Similarly, Czesław Tubilewicz, politics and international relations lecturer at the University of Adelaide, Australia, tells Emerging Europe that, “It is impossible to say at this stage whether the opening of the office in Taipei would facilitate trade with Taiwan and Taiwanese investment flows to Lithuania. It might do on a limited scale but, due to its small market, Taiwan cannot replace China in any meaningful way.”

However, Tubilewicz also points out that the current levels of Chinese investment in parts of the region remain rather underwhelming, which has played a role in allowing countries to move confidently towards Taiwan.
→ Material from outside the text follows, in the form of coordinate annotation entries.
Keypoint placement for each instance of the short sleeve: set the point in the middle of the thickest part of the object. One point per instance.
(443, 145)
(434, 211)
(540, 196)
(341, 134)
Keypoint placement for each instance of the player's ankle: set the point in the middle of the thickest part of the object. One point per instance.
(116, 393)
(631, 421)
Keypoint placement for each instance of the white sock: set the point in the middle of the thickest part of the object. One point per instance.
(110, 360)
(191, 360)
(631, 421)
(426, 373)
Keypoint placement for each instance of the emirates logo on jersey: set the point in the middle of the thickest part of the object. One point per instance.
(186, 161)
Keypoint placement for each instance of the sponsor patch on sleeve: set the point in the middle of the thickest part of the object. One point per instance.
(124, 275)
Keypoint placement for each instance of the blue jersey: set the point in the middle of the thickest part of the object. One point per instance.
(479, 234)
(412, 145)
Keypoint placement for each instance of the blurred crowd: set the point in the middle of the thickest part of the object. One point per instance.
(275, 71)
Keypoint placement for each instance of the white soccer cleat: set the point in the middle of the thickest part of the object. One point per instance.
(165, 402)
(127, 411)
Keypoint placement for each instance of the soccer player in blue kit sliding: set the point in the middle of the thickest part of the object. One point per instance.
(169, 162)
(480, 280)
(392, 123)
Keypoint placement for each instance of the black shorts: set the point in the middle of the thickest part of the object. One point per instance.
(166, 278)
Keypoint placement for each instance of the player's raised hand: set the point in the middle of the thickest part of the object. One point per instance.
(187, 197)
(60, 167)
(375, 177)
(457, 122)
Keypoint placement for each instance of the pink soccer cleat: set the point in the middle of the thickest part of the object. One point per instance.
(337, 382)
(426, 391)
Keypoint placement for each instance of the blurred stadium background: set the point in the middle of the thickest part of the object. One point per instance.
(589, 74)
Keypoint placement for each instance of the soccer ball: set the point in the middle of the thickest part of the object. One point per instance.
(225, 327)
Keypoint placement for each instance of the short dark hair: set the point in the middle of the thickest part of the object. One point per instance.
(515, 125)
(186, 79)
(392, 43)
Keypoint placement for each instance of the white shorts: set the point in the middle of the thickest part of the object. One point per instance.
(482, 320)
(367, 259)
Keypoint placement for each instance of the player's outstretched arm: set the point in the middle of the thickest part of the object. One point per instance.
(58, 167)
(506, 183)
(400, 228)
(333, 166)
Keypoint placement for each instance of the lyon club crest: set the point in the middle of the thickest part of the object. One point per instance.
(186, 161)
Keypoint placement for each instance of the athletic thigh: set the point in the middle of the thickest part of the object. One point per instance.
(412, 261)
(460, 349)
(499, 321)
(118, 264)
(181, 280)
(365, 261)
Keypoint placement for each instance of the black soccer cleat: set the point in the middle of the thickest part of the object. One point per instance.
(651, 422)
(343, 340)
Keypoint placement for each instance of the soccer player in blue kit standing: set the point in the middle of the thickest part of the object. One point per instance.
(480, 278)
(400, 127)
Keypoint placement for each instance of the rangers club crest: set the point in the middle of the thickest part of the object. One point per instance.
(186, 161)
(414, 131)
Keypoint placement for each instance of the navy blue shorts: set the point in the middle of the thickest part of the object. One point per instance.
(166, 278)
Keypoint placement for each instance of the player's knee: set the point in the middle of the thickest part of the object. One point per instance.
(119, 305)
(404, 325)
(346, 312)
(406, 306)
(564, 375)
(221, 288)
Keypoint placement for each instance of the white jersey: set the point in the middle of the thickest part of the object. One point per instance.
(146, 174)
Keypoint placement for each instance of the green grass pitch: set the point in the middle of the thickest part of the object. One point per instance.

“In recent years, Beijing’s increasingly repressive domestic politics, suppression of the Hong Kong democratic movement and its interference in Lithuania, coupled with relative insignificance of the China market to Lithuanian economy, created the possibility for the state leadership to rethink the China policy,” he argues.

“The case of Lithuania is symptomatic of a wider trend of the cooling of CEE relations with China, which started well before the Covid-19 pandemic. This trend reflects a general dissatisfaction with the lower-than-expected levels of trade and Chinese investments,” adds Kavalski.
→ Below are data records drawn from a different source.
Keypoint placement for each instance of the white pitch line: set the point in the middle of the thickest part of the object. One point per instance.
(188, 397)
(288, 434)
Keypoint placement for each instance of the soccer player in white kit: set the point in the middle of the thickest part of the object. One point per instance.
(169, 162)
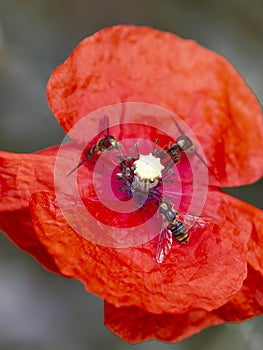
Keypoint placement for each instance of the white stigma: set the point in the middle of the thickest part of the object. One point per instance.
(148, 167)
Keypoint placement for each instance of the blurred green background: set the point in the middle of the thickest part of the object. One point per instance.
(41, 311)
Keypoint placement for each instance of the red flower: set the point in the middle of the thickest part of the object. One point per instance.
(217, 277)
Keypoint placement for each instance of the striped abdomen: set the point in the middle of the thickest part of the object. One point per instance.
(179, 231)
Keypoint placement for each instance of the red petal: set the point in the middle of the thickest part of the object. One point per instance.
(247, 218)
(133, 324)
(191, 277)
(128, 63)
(248, 302)
(18, 226)
(21, 175)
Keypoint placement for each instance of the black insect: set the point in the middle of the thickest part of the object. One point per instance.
(183, 144)
(106, 143)
(174, 226)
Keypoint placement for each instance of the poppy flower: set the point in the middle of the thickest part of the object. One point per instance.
(145, 81)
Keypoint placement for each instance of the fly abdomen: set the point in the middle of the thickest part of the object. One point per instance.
(180, 232)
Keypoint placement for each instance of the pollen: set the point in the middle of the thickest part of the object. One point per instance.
(148, 167)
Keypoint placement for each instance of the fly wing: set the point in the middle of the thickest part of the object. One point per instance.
(164, 244)
(195, 221)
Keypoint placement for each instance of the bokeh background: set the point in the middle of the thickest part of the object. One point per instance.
(41, 311)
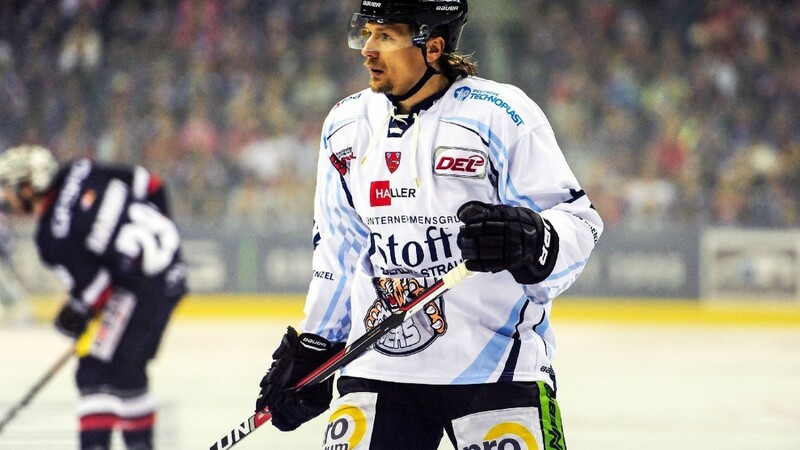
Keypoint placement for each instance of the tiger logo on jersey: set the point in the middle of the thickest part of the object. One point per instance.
(416, 333)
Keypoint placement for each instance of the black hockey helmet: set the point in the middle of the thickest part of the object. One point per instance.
(428, 18)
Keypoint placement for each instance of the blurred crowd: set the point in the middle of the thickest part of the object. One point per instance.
(669, 111)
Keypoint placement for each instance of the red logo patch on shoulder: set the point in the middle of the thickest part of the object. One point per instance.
(392, 161)
(380, 194)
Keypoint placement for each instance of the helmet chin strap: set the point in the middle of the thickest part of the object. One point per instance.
(429, 73)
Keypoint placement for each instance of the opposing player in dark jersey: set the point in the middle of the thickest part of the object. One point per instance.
(107, 231)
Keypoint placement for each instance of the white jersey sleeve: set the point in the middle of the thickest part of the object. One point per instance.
(388, 189)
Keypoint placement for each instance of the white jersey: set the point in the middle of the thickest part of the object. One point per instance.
(388, 188)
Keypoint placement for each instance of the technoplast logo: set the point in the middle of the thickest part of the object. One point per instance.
(465, 93)
(506, 436)
(462, 93)
(346, 428)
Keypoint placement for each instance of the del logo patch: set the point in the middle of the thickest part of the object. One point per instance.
(459, 162)
(392, 161)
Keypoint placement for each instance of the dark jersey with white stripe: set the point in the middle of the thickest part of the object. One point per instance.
(105, 227)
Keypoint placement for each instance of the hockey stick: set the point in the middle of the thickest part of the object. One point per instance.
(37, 387)
(353, 351)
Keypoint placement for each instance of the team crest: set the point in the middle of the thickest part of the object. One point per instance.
(392, 161)
(416, 333)
(341, 160)
(88, 199)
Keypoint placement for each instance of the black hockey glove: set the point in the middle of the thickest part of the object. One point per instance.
(73, 318)
(503, 237)
(296, 357)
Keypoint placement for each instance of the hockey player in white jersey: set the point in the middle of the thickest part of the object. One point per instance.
(429, 167)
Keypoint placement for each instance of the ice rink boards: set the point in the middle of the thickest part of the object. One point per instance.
(632, 375)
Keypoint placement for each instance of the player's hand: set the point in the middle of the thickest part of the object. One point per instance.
(296, 357)
(73, 318)
(503, 237)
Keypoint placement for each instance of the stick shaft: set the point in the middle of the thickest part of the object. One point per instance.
(37, 387)
(353, 351)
Rudolf Fürst, who was employed at the first Taiwanese diplomatic mission to Prague – the Taipei Economic and Cultural Office – from 1994 to 1995, and is now a researcher at Charles University, Prague, shares a similar view on why Czechia is amongst those countries pursuing close ties to Taiwan.

“In my opinion, Czech-Taiwan economic relations are discussed in the media quite a lot, and in Czech media debates, Taiwan is mentioned almost as an equal or even more relevant investor than China. These narratives reflect the obvious disappointment of the low level of Chinese investments and express favour for the more attractive liberal and democratic Taiwan,” Fürst tells Emerging Europe.

“Economic relations between Taiwan and Czechia are remarkable due to Taiwanese investment – Taiwan is one of the top Asian investors in the country (ahead of Japan and South Korea), mainly as a result of huge investments by Foxconn,” Fürst adds, pointing to the multinational electronics contract manufacturer, which has been a main contributor to Czechia being the fourth largest Taiwanese investment destination in Europe, according to data from the Ministry of Economic Affairs in Taiwan.

China’s zero-sum game

Meanwhile, experts in Taiwan tend to recognise the pragmatic reasons as to why countries throughout the whole of Europe maintain strong relations to mainland China.

“I think more and more countries in Central and Eastern Europe want to be themselves; they want to choose their own friends, but with Taiwan as friends, there is no need to give up China. Taiwan does not want to play zero-sum and money diplomacy in Central and Eastern Europe, and the ‘alternative’ question may only exist between these Central and Eastern European countries and China,” argues Cheng, identifying that it is Beijing which is unable to accept both.

“Deepening relations with more countries in CEE will not be a straightforward, predictable process. There will be turbulence here and there, aggravated by Beijing, and advancement will be measured and noted in years to come for sure,” Anthony Kim of the Heritage Foundation tells Emerging Europe.

“However, there is no doubt that Taiwan’s bilateral economic relations with Central and Eastern European countries are gradually strengthening, we are constantly completing the signing of bilateral agreements,” Cheng adds.

“The goal is not to create or join a formal group, but to contribute to issue-based discussions that are guided by mutual pragmatic interests that (should) go far beyond any symbolic interactions – whether they may be related to health, technology or economic challenges (potentially all of them). Taiwan is a valuable source for these angles,” concludes Kim.